Malam Terakhir

Airin menjulurkan kedua telapak tangannya, menyentuh pipi Ferre. Bola matanya yang bulat dan hitam memantulkan bayangan Ferre. "Kenapa kau memilihku?"

Ferre mengulum senyumnya. Disentuhnya kedua telapak tangan yang mungil itu. Diremasnya pelan. Rasanya hangat. "Perlukah alasan untuk mencintaimu?"

Airin menunduk. Direbahkannya tubuhnya ke dada bidang Ferre. Purnama di atas langit begitu cerah, menyinari malam yang pekat dengan selerat sinarnya.
"Aku takut, Re. Takut semua ini akan berakhir demikian cepat. Takut tak bisa lagi menjadi seorang Airin bagimu.." Suara itu kian lirih.

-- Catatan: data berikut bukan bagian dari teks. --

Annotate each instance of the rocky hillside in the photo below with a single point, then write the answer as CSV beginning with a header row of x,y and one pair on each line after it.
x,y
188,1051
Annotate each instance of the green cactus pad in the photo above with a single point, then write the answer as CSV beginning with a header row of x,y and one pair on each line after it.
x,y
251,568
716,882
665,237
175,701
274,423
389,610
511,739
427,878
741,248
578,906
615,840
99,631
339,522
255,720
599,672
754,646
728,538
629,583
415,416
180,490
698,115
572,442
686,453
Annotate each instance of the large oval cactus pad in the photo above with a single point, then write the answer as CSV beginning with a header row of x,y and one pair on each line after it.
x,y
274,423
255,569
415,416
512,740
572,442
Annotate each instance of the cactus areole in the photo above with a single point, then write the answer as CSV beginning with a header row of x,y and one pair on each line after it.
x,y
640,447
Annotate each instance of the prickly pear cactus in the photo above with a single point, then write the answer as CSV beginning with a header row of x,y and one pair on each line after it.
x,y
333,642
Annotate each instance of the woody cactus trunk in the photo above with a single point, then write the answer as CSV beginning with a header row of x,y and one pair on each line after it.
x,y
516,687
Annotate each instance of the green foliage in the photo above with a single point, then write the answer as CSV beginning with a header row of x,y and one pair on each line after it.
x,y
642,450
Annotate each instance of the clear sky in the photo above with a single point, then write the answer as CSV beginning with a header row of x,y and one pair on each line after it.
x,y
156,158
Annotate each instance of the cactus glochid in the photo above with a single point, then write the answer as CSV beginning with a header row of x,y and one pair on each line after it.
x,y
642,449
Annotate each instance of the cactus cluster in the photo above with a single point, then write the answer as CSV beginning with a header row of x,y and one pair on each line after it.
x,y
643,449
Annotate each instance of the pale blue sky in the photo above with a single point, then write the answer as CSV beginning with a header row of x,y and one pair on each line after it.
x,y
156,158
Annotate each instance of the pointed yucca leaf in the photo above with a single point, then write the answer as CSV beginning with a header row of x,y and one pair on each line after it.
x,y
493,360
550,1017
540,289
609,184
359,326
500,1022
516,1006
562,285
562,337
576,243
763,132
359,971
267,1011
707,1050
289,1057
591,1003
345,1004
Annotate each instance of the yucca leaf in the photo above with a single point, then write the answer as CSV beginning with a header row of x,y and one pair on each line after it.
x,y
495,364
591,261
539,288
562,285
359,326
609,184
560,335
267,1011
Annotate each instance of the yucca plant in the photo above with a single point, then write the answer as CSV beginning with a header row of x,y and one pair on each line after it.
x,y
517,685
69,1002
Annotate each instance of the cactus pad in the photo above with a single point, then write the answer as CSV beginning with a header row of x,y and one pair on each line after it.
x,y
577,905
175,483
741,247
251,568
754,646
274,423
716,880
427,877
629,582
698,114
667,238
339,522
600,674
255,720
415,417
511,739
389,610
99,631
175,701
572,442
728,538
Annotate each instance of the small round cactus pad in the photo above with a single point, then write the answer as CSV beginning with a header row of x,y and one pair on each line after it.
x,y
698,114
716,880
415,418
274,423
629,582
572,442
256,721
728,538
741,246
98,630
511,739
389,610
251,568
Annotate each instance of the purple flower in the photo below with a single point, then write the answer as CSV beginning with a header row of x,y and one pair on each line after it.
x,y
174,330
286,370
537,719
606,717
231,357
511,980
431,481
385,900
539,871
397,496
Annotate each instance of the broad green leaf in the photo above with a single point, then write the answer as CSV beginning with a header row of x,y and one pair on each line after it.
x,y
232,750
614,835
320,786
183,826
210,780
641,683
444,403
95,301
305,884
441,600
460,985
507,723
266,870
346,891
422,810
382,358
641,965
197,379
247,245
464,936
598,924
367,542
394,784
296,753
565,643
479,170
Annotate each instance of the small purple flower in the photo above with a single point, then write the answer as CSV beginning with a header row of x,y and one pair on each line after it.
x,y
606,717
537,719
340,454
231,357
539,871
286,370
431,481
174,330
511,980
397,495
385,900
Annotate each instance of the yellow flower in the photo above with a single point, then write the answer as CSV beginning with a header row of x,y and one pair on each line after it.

Ferre mengulum senyumnya kembali. Ia mempererat pelukannya. Berusaha menyalurkan semua kekuatannya. Ada berjuta kata-kata indah yang bisa ia keluarkan. Ada berjuta janji-janji yang bisa ia berikan. Tapi ia lebih memilih untuk diam.

Kadang, cara terbaik menyatakan sesuatu adalah dengan diam...

"Re.. "
"Yah?"
"Aku akan kangen."
"Mmm..Aku juga.."

***
Dan waktu juga yang memfosilkan masa lalu dalam rekening memori. Waktu juga yang menjadi algojo yang menggaris batas-batas bernama masa.

Pagi itu, Airin terbangun seperti biasa. Semuanya masih seperti semula, seperti tidak pernah terjadi apa-apa.

Ia tersenyum samar. Ditatapnya langit pagi melalui jendela kamarnya. Aroma Ferre masih berjejak di atmosfer. Dan rasa kangen itu berdifusi perlahan-lahan mengisi ruang kosong.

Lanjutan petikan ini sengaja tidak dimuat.